3.a) Decidibile solo in base ai
parametri soggettivi di pochi osservatori in stretto
contatto con il soggetto-paziente;da un punto di vista
oggettivo quindi: indecidibile.
Come possiamo
notare quindi, da questa “analisi logica” del
“problema”, a prevalere sono le questioni oggettivamente
indecidibili [punti: 2.a) ; 3) ; 3.a) ], su quelle invece
oggettivamente decidibili [ punti: 1) ; 2) ]. Non si dispone
quindi di una sufficiente quantità di informazione inerente
alla decidibilità del problema.
Conclusione:
La terapia di mantenimento in vita di un “malato
terminale”,qualora questa possa essere eseguita senza
alcun motivo di impedimento fisico (causato da fattori di
qualsiasi tipo),
Quanta falsa ipocrisia solo per piacere al Vaticano. Si
rifiuta ad un ammalato irrecuperabile di valersi del suo
diritto naturale di porre fine ad inutili sofferenza,
quando, in un passato assai recente, si condannava un
giovane sano e con un futuro,per il suo rifiuto di usare
un'arma per uccidere e evitare di farsi uccidere.

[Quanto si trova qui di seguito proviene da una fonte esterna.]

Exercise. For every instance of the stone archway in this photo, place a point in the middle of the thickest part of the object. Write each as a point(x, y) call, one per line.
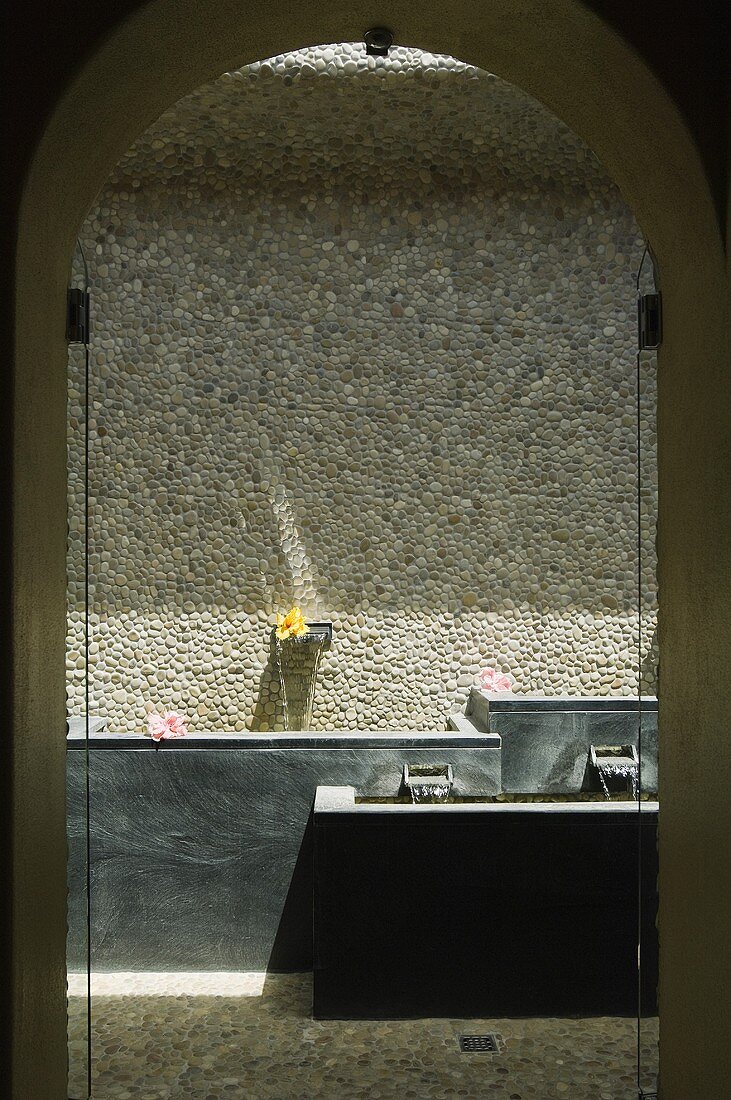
point(571, 61)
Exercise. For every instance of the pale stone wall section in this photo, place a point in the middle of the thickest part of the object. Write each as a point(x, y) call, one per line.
point(364, 338)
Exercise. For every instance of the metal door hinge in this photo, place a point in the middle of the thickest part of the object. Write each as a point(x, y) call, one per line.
point(650, 321)
point(77, 316)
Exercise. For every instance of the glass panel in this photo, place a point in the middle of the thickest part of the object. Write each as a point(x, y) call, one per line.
point(648, 1022)
point(77, 671)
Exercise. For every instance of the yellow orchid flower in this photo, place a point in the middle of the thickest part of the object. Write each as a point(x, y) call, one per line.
point(291, 625)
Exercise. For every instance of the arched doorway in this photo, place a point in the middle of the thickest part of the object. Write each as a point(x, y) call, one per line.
point(572, 62)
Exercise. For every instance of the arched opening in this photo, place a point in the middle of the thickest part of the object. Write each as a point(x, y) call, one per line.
point(364, 341)
point(656, 182)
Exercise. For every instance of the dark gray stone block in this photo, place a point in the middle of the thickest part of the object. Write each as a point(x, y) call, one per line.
point(201, 857)
point(465, 911)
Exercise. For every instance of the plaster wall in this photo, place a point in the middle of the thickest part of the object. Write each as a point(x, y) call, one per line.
point(364, 340)
point(107, 74)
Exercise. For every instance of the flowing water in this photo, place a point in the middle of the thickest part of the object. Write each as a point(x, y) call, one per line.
point(298, 661)
point(620, 768)
point(429, 792)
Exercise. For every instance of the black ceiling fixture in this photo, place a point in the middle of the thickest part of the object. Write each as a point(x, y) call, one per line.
point(378, 41)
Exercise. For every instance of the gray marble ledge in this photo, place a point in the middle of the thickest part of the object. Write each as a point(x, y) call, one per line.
point(341, 800)
point(331, 739)
point(552, 704)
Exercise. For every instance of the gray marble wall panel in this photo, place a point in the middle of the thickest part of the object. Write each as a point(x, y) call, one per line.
point(547, 751)
point(201, 858)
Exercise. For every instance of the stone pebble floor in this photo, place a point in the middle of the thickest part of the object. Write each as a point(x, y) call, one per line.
point(267, 1047)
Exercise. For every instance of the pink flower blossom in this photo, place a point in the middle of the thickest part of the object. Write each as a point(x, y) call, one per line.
point(166, 725)
point(494, 681)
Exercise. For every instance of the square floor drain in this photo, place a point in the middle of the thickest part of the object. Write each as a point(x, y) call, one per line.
point(479, 1044)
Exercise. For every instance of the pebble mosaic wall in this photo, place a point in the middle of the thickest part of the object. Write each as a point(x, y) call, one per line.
point(363, 340)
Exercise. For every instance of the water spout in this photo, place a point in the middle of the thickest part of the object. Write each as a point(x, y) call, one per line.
point(617, 767)
point(428, 782)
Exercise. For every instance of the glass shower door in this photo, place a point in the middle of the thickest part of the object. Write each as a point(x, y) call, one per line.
point(77, 672)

22 dicembre 2006 0:00 - Anna
Il confine tra presunta o reale volontà di un uomo di non
usufruire delle cure che lo tengono in vita e volonta dei
"cari congiunti" che se ne vogliono disfare non è
molto netto... Il rischio è quello di legalizzare omicidi
per disfarsi di chi non si ha più voglia di accudire.
21 dicembre 2006 0:00 - gaetano
pur essendo prevista una apposiata norma che vieta qualsiasi
trattamento sanitario contro volonta' nn si specifica se
il rifiuto sia estensibile anche a quelle terapie necessarie
per la vita del paziente.Ammettere una tale possibilita'
infatti porrebbe in contrasto tale norma con la
indisponiblita' della vita che è un principio generale
del nostro ordinamento.La norma andrebbe quindi interpretata
nel senso di vietare qualsiasi trattamento sanitario fino se
ed in quanto nn pregiudichino la vita del paziente.Il
problema radica la sua delicatezza proprio nella
imposibilita' di ammettere l'eutanasia senza
intaccare l'indisponibilita' del bene della vita.Il
problema potrebbe risolversi con un bilanciamento tra
interessi parimente generali come quello ad una vita
dignitosa.La situzione penso sia un po' piu'
delicata e complessa di come prospettato.